Datasets must satisfy the IsDataset, concept.
- A typedef'd
DataType, which is a tuple of arbitrary types - A
size()method which returns the number of samples the dataset contains - A
get(int idx)method to return the sample for the given index in range [0, size())
template <typename T>
concept IsDataset = requires(const T ct, int idx) {
typename T::DataType;
requires IsSpecialization<typename T::DataType, std::tuple>;
{ ct.size() } -> std::same_as<int>;
{ ct.get(idx) } -> std::same_as<typename T::DataType>;
};If your dataset simply contains tensors (which are created externally), you can reuse and instantiate TensorDataset.
Tensor inputs = uniform_real(0, 1, {100, 4});
Tensor targets = uniform_real(0, 1, {100, 4});
data::TensorDataset train_data(inputs, targets);Views are created over datasets, such as the case when creating train/validation/test partitions. They are also required to use with Dataloaders.
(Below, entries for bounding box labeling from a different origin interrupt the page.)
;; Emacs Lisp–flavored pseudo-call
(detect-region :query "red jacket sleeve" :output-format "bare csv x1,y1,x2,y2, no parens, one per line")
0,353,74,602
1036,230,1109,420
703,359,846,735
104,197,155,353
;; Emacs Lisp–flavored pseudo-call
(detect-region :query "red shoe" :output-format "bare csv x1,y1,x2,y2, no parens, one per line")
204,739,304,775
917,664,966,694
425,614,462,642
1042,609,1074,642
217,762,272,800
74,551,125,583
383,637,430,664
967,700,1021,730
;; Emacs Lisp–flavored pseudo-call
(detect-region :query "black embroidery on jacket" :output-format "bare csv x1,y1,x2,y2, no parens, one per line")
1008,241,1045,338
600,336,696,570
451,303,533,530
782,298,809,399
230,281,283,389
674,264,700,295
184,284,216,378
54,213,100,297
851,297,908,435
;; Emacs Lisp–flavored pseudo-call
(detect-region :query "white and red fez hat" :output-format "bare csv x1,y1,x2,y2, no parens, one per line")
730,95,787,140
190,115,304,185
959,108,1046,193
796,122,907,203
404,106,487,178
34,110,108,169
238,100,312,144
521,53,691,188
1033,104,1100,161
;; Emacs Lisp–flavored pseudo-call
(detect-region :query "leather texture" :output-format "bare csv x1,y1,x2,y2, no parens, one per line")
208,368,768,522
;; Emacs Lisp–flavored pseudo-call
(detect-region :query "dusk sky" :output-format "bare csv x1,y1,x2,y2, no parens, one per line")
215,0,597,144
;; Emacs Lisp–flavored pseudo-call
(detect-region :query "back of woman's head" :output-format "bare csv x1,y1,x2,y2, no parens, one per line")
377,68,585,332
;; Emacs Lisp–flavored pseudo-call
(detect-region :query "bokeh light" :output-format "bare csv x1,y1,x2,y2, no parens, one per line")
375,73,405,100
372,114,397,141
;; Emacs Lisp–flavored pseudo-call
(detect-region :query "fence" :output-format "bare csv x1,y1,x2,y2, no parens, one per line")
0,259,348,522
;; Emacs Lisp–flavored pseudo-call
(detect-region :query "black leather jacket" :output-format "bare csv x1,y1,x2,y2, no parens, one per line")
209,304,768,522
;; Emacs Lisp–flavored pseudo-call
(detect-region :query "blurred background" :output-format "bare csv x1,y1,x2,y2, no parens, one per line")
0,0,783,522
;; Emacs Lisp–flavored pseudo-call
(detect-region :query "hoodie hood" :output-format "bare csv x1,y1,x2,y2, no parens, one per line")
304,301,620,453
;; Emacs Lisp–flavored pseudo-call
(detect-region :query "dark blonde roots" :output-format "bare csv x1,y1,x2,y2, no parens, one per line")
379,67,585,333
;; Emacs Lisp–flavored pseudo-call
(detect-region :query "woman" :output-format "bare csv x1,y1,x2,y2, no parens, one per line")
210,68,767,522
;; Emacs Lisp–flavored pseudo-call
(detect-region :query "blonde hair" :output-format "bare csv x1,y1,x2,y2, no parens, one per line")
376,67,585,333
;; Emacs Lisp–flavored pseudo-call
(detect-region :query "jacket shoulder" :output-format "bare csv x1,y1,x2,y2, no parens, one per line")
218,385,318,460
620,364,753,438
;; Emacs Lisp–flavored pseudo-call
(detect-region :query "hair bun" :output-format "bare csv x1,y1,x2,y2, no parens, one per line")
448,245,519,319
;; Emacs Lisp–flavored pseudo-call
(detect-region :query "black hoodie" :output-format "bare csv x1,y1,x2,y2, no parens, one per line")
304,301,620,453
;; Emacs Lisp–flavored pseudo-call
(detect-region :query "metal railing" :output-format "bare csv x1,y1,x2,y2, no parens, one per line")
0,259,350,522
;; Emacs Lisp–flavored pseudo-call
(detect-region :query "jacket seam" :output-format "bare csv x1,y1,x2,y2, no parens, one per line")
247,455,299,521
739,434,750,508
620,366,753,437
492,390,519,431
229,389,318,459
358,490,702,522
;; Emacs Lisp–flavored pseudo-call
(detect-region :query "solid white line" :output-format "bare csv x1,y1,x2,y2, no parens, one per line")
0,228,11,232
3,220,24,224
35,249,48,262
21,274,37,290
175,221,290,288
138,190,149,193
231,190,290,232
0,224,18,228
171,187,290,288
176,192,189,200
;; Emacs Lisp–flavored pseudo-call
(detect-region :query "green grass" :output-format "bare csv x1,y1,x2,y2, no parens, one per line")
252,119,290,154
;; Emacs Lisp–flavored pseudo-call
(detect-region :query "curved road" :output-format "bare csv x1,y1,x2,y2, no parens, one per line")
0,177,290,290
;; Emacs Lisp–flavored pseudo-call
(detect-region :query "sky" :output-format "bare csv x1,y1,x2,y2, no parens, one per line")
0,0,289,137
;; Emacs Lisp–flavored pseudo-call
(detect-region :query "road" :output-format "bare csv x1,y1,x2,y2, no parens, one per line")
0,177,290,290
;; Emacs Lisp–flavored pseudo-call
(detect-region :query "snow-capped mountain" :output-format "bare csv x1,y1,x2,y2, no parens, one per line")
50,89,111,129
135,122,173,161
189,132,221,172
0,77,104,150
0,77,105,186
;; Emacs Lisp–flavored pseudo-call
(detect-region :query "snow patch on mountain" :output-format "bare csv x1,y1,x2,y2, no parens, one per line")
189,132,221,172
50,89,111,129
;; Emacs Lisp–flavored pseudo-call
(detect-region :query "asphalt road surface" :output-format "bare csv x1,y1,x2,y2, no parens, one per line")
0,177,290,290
- Views can be created directly by moving the dataset into it, as is the case if the dataset is not to be partitioned
data::DatasetView train_data_view(std::move(train_data));- Or using random_split, which creates views of various partition sizes that must sum to the total size of the dataset
int seed = 0;
// dataset has a size() = 100
auto [train_data, validate_data, test_data] = data::random_split(std::move(dataset), seed, 70, 20, 10);A Dataloader takes a DatasetView and provides batching and shuffling.
It also supports range-based loops with internal iterators.
Tensor inputs = uniform_real(0, 1, {100, 4});
Tensor targets = uniform_real(0, 1, {100, 4});
data::TensorDataset dataset(inputs, targets);
auto [train_data, validate_data, test_data] = data::random_split(std::move(dataset), seed, 70, 20, 10);
// Train loader shuffles its batches, validate/test loaders do not
int batch_size = 4;
auto train_loader = data::DataLoader(train_data, batch_size, true, seed);
auto validate_loader = data::DataLoader(validate_data, batch_size, false);
auto test_loader = data::DataLoader(test_data, batch_size, false);
// Iterate over the dataloader
// Since we supplied two tensors to our dataset, the iterated value will be a tuple of two batched tensors
for (auto [inp, tar] : train_loader) {
// inp has shape (batch_size, 4) unless the last batch is partial
// tar has shape (batch_size, 4) unless the last batch is partial
}